Em conformidade ao previsto no artigo 306 do CTB, mediante o resultado do teste igual ou superior a 0.34mg/l o condutor incorrerá em crime de trânsito, com pena de detenção de seis meses a três anos, cumuladas com a aplicação das penalidades administrativas.
Mas, no entanto, se o motorista estiver com sinais visíveis de embriaguez – como odor de álcool no hálito, olhos avermelhados, dificuldade de equilíbrio, fala alterada, entre outros – e recusar-se a soprar o bafômetro ou a submeter-se a qualquer outro exame, ele, ainda assim, poderá ser conduzido à delegacia e sofrer as sanções pertinentes com base em prova testemunhal, e/ou em filmagens ou fotografias.
Seja qual for a quantidade de álcool constatada no exame de sangue, isso já configura já torna o condutor passível das penalidades administrativas; todavia para caracterizar o crime previsto no artigo 306 do CTB a quantidade mínima necessária continua a mesma, ou seja, 6 decigramas de álcool por litro de sangue (dg/l).
Nesse sentido, surge uma discussão entre a doutrina e a jurisprudência, quanto a possível violação constitucional do texto legal, em relação ao direito do acusado em não produzir provas contra si mesmo, cujo fundamento encontra-se no princípio nemo tenetur se detegere.
Ressalte-se que, em audiência pública sobre a Lei Seca, realizada no Supremo Tribunal Federal (STF), em 13 e 14 de maio/2012, a maioria dos especialistas, parlamentares e pesquisadores consultados pelo Tribunal posicionou-se favorável à manutenção dessa premissa.¹
Nesse diapasão, o próprio relator da Ação Direta de Inconstitucionalidade 4103 – o ministro Luiz Fux –, expressou-se favorável à obrigatoriedade do bafômetro, justificando que:
Ficou bastante claro que é absolutamente impossível esse binômio álcool e condução de veículo. Ficou também patente que não há critério seguro de alcoolemia e, em terceiro lugar, que é importantíssimo que o teste de bafômetro deve ser obrigatório sob pena de se cometer uma desobediência, porque ele tem caráter preventivo muito importante. (PARREIRA, 2012, p. 1)

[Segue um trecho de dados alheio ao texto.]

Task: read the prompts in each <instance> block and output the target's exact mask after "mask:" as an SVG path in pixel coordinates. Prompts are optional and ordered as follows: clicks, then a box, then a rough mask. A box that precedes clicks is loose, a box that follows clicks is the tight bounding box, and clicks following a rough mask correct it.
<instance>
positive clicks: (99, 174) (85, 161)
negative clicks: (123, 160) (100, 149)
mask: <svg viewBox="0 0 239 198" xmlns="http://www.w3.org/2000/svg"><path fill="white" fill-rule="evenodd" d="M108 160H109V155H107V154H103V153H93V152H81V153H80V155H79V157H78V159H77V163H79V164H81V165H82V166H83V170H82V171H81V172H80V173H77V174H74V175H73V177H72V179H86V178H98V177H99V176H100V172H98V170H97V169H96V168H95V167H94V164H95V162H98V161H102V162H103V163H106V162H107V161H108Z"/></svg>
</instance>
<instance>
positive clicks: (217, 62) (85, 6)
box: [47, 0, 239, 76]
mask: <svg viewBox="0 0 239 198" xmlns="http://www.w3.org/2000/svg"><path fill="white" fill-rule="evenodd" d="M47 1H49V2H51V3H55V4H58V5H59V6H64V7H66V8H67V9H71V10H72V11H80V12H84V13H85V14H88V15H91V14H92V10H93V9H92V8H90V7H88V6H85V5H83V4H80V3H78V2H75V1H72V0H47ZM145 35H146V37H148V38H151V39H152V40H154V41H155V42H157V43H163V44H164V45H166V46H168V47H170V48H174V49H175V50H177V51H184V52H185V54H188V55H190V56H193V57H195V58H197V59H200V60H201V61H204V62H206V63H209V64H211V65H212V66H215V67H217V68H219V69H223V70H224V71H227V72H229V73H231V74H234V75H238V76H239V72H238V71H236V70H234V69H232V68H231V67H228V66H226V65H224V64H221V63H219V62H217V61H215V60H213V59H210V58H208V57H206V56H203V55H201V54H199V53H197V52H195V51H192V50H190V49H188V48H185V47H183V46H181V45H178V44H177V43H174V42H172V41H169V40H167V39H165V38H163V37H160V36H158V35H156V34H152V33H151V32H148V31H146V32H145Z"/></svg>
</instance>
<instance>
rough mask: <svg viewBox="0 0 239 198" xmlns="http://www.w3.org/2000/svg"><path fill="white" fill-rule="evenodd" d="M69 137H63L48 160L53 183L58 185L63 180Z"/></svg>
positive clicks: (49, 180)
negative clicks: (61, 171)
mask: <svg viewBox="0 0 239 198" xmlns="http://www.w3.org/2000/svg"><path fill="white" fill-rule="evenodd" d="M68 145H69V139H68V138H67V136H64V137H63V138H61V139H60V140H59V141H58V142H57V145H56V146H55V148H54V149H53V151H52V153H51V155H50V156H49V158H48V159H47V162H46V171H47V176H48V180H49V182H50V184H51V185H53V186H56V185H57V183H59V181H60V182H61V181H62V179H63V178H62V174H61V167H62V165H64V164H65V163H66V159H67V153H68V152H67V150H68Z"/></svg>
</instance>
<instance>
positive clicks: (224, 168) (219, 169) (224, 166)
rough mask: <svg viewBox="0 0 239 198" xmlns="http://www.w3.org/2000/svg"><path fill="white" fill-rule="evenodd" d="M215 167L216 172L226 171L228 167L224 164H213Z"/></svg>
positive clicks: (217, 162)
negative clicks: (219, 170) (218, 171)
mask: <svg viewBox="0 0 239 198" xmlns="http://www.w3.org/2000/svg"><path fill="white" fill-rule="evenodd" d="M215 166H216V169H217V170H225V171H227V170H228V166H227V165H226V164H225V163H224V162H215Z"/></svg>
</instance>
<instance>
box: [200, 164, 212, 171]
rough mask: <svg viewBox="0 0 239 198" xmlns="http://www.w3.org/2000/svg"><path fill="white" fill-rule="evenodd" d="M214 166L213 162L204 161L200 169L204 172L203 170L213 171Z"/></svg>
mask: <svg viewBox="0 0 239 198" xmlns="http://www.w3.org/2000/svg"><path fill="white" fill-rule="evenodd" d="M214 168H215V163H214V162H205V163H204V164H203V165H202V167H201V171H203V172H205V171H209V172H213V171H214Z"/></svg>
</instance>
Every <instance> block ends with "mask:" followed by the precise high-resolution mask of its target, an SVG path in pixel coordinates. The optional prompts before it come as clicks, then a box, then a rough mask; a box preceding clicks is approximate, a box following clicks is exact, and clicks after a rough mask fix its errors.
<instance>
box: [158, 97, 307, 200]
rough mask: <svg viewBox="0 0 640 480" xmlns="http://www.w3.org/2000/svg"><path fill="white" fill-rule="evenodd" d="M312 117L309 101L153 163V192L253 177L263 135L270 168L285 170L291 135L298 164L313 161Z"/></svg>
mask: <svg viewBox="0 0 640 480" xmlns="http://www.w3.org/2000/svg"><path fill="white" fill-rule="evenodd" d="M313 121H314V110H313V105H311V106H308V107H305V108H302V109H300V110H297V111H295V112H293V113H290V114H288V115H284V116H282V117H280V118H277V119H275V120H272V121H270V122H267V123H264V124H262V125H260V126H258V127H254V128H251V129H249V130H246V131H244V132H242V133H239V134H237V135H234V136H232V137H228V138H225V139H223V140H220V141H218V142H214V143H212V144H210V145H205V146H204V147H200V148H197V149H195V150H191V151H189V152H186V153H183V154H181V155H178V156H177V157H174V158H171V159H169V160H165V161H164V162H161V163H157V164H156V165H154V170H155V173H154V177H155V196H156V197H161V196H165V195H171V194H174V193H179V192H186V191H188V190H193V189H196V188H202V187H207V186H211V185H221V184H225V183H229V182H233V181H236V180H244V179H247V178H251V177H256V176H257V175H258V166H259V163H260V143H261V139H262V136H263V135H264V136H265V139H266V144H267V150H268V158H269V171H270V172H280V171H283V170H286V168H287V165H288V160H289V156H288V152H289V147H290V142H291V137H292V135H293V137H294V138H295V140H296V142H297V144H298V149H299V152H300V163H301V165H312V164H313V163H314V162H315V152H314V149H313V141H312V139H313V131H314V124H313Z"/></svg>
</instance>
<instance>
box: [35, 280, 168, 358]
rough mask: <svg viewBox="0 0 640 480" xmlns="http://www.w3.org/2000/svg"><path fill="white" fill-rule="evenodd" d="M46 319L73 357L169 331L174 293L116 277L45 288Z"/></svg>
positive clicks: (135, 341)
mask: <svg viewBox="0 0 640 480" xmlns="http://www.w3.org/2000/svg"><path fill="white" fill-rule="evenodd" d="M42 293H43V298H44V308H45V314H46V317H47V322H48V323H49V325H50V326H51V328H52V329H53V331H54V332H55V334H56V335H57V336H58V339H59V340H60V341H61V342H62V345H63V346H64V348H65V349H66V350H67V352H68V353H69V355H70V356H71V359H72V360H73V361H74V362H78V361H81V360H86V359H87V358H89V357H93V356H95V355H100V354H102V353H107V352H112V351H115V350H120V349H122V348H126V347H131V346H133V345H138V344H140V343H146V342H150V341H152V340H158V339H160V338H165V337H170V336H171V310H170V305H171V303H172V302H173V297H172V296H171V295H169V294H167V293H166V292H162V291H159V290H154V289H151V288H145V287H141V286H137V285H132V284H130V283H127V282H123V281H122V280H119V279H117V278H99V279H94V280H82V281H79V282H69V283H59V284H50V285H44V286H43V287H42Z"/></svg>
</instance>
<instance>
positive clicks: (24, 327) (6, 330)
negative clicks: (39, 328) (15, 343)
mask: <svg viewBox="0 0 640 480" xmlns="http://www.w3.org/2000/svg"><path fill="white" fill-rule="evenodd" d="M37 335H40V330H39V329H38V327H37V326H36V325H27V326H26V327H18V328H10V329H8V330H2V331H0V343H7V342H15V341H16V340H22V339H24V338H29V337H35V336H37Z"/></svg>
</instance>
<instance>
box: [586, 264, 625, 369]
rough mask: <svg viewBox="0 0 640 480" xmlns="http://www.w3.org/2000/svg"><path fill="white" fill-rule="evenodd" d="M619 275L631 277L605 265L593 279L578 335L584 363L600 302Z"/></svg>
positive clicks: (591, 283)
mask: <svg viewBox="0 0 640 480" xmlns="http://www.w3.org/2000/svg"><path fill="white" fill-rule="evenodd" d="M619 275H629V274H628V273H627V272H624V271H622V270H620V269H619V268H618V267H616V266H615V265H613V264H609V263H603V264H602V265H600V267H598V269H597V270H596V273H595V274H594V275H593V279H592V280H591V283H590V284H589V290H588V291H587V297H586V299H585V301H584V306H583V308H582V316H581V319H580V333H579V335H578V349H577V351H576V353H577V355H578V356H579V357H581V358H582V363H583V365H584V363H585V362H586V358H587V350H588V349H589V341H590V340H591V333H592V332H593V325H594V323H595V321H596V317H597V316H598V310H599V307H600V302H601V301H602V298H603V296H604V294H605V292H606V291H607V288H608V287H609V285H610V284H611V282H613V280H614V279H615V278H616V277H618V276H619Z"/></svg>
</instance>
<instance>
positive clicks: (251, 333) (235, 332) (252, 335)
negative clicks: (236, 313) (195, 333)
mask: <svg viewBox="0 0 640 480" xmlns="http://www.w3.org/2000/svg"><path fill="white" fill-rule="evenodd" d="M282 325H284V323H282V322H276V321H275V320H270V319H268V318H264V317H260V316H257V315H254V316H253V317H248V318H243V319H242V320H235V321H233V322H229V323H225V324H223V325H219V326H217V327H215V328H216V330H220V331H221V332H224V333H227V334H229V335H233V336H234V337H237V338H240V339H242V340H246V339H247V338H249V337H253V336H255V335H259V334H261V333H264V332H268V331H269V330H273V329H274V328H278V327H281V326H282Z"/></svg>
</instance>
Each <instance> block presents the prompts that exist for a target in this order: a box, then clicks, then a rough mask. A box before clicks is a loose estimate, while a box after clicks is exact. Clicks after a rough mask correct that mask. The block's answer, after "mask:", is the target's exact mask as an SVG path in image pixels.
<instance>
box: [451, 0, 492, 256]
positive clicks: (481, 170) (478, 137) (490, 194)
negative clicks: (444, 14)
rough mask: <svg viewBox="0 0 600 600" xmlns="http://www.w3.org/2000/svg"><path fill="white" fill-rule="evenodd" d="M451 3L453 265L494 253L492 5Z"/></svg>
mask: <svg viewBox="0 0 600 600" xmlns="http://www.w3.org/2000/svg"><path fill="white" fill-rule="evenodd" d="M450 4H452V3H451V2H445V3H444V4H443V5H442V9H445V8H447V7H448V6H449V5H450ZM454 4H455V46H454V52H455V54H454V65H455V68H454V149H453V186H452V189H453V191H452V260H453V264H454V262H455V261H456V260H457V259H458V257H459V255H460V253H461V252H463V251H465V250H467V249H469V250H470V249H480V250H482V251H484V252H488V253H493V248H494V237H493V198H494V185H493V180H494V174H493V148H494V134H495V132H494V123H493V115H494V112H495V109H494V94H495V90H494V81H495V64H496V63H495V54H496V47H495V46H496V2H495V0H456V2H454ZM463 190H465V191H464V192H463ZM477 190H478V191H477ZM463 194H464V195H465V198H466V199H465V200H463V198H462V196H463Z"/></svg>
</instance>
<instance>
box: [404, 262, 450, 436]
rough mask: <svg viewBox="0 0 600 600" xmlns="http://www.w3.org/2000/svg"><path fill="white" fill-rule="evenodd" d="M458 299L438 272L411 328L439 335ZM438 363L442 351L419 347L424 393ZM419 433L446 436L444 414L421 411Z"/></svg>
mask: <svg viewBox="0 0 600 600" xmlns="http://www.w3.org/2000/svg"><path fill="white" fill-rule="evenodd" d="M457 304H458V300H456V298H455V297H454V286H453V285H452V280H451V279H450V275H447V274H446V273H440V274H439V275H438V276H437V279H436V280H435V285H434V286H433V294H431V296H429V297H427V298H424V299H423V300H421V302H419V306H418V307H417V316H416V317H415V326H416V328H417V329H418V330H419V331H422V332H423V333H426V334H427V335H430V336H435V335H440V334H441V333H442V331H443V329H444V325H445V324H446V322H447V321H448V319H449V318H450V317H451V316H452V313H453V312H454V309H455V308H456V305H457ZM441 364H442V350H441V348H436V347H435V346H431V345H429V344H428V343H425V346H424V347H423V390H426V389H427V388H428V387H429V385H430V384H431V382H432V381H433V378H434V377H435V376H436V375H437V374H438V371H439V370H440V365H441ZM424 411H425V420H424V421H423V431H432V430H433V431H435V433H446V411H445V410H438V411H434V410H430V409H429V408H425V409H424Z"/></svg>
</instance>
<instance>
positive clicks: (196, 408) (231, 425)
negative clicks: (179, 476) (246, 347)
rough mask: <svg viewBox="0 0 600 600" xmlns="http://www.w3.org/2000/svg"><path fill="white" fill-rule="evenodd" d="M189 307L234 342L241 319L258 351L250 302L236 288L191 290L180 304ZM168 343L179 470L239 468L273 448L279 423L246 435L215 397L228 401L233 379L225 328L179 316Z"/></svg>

Em 1º de novembro de 2014 entrou em vigor a Lei n.º 12.971/2014, que altera no texto da Lei n.º 9503/97 (Código de Trânsito Brasileiro – CTB), que estipulou multas mais altas para as infrações de trânsito e maior rigor nos casos de crimes de trânsito. Assim, a partir dessa data, a punição administrativa para quem dirige sob efeito de álcool, por exemplo, passou de R$ 957,70 para R$ 1.915,40, podendo este valor ser dobrado no caso de reincidência em período de até um ano. Há também a previsão de suspensão do direito de dirigir por um ano e retenção do veículo.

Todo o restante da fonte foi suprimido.